In 20th-century music, a dot placed above or below a note indicates that it should be played staccato, and a wedge is used for the more emphatic staccatissimo. However, before 1850, dots, dashes, and wedges were all likely to have the same meaning, even though some theorists from as early as the 1750s distinguished different degrees of staccato through the use of dots and dashes, with the dash indicating a shorter, sharper note, and the dot a longer, lighter one.
A number of signs came to be used in the late 19th and early 20th centuries to discriminate more subtle nuances of staccato. These signs involve various combinations of dots, vertical and horizontal dashes, vertical and horizontal wedges, and the like, but attempts to standardize these signs have not generally been successful.
The example below illustrates the scope of the staccato dot:
In the first measure, the pairs of notes are in the same musical part (or voice) since they are on a common stem. The staccato applies to both notes of the pairs.
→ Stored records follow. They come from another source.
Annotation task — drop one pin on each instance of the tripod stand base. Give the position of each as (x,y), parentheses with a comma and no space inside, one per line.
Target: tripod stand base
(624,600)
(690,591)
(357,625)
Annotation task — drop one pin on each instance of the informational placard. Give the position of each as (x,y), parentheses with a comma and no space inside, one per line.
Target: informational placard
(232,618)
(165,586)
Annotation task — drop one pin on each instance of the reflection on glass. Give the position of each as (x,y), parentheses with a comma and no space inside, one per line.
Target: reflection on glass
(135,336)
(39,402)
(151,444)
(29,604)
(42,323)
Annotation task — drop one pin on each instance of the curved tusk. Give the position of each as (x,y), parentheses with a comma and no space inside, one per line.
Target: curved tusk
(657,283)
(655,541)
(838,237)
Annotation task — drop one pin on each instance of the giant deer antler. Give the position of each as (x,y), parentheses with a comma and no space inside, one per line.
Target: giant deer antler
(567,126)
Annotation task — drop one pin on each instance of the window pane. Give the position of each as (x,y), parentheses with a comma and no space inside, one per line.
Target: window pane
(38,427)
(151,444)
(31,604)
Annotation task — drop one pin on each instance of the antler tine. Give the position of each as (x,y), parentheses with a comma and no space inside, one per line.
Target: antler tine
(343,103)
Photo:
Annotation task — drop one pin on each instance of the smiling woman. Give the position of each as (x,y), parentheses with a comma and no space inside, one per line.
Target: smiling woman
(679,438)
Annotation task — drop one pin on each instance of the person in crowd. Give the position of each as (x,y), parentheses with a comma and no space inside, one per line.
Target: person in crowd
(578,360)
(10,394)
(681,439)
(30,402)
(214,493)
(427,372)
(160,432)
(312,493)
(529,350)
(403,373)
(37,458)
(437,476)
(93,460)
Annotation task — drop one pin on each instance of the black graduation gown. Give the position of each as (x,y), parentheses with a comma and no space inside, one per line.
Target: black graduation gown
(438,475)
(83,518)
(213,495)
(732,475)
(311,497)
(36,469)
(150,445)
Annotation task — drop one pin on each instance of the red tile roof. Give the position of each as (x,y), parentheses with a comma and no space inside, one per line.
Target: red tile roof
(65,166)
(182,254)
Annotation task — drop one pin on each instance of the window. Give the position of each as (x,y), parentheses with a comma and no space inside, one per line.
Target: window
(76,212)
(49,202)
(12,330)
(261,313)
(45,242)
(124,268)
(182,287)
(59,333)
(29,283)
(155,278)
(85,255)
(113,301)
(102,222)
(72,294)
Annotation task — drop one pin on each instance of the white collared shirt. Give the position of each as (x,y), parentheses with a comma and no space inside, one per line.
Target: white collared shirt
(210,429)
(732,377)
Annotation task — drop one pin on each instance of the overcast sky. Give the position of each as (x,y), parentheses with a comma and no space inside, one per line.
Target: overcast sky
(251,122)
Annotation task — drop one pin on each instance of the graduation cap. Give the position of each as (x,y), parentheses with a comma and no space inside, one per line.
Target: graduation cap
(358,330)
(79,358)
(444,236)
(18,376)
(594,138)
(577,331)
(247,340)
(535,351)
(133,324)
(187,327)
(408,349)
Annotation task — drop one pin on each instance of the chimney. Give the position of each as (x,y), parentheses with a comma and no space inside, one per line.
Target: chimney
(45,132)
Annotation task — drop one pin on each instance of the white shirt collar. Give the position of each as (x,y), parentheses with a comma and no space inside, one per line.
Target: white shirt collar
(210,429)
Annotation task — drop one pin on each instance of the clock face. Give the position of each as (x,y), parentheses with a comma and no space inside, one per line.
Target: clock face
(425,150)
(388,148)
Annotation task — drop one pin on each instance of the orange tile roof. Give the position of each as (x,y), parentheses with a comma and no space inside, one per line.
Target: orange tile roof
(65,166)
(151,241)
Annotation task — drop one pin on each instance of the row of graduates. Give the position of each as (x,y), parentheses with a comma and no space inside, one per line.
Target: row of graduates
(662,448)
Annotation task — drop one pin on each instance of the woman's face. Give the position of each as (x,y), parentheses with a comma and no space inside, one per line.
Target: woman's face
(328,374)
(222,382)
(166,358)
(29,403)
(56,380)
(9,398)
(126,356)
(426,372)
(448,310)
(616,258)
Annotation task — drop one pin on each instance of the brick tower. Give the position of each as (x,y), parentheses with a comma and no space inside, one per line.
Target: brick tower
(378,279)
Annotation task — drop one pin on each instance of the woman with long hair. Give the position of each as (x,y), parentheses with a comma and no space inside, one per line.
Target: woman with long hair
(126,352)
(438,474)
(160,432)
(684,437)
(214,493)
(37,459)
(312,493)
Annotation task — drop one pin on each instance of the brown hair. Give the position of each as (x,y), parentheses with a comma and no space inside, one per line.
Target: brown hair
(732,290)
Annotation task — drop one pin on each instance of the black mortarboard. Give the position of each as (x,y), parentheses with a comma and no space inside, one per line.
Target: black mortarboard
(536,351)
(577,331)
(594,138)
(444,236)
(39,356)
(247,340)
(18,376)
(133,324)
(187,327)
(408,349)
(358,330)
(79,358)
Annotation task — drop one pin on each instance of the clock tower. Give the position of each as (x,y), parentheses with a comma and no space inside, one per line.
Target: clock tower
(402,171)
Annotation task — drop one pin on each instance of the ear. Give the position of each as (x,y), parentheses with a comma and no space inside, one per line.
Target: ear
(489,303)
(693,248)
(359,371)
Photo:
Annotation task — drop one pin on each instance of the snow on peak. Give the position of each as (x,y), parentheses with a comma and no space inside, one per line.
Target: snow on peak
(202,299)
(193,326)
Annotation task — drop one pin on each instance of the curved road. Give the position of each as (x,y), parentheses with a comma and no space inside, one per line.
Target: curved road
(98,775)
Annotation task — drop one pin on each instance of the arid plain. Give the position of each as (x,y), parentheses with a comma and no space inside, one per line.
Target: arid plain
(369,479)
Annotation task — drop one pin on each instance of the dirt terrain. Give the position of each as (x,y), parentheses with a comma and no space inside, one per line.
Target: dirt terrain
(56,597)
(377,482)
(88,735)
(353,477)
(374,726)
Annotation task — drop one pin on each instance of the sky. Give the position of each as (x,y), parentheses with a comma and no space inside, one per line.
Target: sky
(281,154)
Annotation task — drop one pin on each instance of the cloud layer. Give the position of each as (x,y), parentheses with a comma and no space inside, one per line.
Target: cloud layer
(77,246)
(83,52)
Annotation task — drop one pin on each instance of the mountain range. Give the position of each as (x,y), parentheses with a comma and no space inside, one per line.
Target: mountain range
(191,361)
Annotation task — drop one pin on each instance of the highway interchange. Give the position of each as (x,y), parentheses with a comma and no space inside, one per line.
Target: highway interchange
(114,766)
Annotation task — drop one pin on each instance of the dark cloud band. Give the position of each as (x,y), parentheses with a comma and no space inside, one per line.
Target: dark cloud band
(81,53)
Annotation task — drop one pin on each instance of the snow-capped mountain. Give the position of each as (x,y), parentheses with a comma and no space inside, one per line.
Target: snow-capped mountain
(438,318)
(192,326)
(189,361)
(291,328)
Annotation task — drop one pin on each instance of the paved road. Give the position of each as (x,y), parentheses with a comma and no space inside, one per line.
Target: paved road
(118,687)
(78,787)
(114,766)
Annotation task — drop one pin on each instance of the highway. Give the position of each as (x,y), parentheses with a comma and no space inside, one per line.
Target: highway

In the second measure, the pairs of notes are stemmed separately indicating two different parts, so the staccato applies only to the upper note.
The opposite musical articulation of staccato is legato, signifying long and continuous notes. There is an intermediate articulation called either mezzo staccato or non legato.
By default, in the music notation program Sibelius, "staccatos shorten a note by 50%."
"To be mathematically exact a plain staccato is supposed to sound one-half of the length of the note’s value; the portamento is held for three-fourths, and staccatissimo for only one-fourth."